Use partial fractions to show
\displaystyle\sum_{n=1}^\infty \frac{1}{n(n+1)(n+2)} = \frac{1}{4}

The Attempt at a Solution

I did the partial fraction decomposition to get: \displaystyle\sum_{n=1}^\infty \frac{1}{2n} - \frac{1}{n + 1} + \frac{1}{2n + 4}

I'm not sure how to proceed from here, in my textbook the example shows how terms in the partials sums overlap and cancel out if you start looking at the terms in the partial fraction decomposition, however I can't see that happening with this particular series.

Any suggestions would be appreciated. Thanks in advance.

 

[rock.freak667]

Write out a few term, n=1,2,3,4,5...N-3,N-2,N-1,N

then check as N->inf.

 

[utopiaNow]

Write out a few term, n=1,2,3,4,5...N-3,N-2,N-1,N

then check as N->inf.

Hi,

I tried doing that originally, but I don't see any patterns that I can exploit when I write the terms of the partial decomposition for n = 1, 2, 3,..., N-2, N-1, N as you stated.

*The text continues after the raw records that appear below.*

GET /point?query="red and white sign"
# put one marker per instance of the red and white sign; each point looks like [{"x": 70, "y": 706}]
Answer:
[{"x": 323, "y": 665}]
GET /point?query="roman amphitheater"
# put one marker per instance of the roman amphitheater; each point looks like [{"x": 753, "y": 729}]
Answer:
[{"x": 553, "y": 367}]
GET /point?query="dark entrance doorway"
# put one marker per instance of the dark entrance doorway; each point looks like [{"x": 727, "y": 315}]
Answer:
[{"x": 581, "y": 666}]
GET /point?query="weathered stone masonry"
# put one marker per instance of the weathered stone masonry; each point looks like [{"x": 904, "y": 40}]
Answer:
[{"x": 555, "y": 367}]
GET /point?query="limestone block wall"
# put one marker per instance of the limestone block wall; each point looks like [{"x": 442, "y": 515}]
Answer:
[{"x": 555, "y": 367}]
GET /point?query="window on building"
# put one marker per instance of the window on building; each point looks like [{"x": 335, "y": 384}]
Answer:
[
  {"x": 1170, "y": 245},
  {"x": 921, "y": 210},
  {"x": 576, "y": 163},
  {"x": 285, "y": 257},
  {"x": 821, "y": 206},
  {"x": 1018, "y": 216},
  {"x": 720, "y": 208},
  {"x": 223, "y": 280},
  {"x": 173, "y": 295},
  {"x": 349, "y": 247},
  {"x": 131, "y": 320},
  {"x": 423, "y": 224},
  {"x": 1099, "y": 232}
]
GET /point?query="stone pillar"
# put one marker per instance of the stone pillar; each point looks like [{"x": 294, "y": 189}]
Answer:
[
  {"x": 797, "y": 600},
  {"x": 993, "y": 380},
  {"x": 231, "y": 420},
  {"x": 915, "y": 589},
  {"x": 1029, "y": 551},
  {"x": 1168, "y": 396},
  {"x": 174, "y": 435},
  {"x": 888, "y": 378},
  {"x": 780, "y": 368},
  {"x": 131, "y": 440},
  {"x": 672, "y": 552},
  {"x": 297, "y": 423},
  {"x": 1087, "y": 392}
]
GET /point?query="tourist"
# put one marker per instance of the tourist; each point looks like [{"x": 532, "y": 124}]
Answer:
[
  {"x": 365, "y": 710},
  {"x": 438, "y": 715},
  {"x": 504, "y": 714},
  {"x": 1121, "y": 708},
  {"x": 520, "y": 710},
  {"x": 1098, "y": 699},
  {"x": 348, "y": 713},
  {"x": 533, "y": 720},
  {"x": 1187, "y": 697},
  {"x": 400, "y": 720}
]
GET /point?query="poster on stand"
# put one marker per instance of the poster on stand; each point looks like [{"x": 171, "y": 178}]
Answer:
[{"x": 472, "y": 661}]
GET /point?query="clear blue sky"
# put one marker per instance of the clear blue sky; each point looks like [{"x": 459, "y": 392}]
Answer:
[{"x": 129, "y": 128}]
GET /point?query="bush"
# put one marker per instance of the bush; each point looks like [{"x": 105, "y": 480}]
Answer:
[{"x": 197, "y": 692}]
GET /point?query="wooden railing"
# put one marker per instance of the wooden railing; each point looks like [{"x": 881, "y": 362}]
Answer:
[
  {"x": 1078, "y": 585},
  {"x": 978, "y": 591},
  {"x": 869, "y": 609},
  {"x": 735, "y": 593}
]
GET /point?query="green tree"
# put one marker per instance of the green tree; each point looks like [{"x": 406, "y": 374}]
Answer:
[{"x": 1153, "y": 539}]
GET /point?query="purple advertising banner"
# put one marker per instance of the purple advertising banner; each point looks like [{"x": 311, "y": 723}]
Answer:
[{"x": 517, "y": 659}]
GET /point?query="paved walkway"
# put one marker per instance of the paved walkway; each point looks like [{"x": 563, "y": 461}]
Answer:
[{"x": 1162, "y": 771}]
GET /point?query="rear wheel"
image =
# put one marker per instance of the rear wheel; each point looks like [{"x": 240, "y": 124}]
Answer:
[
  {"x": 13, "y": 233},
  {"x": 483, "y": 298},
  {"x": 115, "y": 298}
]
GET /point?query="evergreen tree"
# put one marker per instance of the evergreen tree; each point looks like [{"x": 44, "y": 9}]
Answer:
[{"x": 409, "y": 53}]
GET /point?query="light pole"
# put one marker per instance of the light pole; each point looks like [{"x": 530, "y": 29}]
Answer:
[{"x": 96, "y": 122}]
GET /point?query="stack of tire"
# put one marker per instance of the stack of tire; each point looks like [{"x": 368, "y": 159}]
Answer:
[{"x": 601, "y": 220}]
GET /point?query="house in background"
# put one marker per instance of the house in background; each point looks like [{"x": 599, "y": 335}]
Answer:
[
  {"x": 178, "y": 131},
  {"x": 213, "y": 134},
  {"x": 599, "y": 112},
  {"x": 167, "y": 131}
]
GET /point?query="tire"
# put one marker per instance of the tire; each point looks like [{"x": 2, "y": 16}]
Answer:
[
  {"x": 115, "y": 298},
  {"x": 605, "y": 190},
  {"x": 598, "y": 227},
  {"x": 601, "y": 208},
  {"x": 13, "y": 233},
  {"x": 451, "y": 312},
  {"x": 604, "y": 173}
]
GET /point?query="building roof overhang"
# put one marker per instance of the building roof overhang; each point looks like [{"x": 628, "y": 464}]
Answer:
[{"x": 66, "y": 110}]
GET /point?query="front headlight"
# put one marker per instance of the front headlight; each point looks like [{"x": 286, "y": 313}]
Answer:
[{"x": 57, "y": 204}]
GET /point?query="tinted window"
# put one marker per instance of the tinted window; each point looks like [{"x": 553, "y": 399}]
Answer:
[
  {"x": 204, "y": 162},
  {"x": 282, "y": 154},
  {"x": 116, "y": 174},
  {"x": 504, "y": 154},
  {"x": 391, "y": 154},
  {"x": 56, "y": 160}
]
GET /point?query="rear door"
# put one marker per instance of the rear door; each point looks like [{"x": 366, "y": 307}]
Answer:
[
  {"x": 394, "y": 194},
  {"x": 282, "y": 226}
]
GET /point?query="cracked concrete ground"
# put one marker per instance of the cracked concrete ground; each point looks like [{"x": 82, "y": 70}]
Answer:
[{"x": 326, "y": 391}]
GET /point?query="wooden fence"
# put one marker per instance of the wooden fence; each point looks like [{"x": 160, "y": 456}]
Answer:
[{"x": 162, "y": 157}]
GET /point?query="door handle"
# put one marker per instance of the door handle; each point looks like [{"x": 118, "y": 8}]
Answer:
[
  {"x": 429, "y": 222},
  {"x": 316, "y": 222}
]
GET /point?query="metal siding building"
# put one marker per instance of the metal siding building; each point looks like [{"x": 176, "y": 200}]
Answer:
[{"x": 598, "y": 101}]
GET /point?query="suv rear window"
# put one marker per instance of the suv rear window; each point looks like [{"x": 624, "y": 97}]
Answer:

Do you have any further suggestions?

 

[Dick]

Write the terms for successive values of n each on a row 1/(2n+4) -1/(n+1) 1/(2n)
1/6 -1/2 1/2
1/8 -1/3 1/4
1/10 -1/4 1/6
1/12 -1/5 1/8
1/14 -1/6 1/10

Oblique hint: diagonal.

 

[utopiaNow]

Write the terms for successive values of n each on a row 1/(2n+4) -1/(n+1) 1/(2n)
1/6 -1/2 1/2
1/8 -1/3 1/4
1/10 -1/4 1/6
1/12 -1/5 1/8
1/14 -1/6 1/10

Oblique hint: diagonal.

Interesting, so everything seems to be canceling out if you keep going long enough diagonally, except the 1/4 in the second row. However is there any way to formalize this? Or is simply noticing this pattern enough for a formal proof?

 

[Dick]

Depends on how formal you want to be. Writing a table like that and scratching out the cancellations is good for me. If you want to do it formally write out the first term from the n case, the second term from the n+1 case and the third term from the n+2 case and show they cancel algebraically. What is important is to realize just because there isn't an obvious cancellation doesn't mean there isn't one.

 

[utopiaNow]

Depends on how formal you want to be. Writing a table like that and scratching out the cancellations is good for me. If you want to do it formally write out the first term from the n case, the second term from the n+1 case and the third term from the n+2 case and show they cancel algebraically. What is important is to realize just because there isn't an obvious cancellation doesn't mean there isn't one.

Thank you for the help!

 

[txy]

why not take out 1/2 from the partial fraction decomposition so that it's more obvious?

\sum^{+\infty}_{n=1}(\frac{1}{2n}-\frac{1}{n+1}+\frac{1}{2n+4})
= \frac{1}{2}\sum^{+\infty}_{n=1}(\frac{1}{n}-\frac{2}{n+1}+\frac{1}{n+2})
= \frac{1}{2}\sum^{+\infty}_{n=1}(\frac{1}{n}-\frac{1}{n+1}+\frac{1}{n+2}-\frac{1}{n+1})
= \frac{1}{2}\sum^{+\infty}_{n=1}(\frac{1}{n}-\frac{1}{n+1}) + \frac{1}{2}\sum^{+\infty}_{n=1}(\frac{1}{n+2}-\frac{1}{n+1})<br />

 

[Dick]

That's a nice way to handle it. There's more than one way to skin a cat.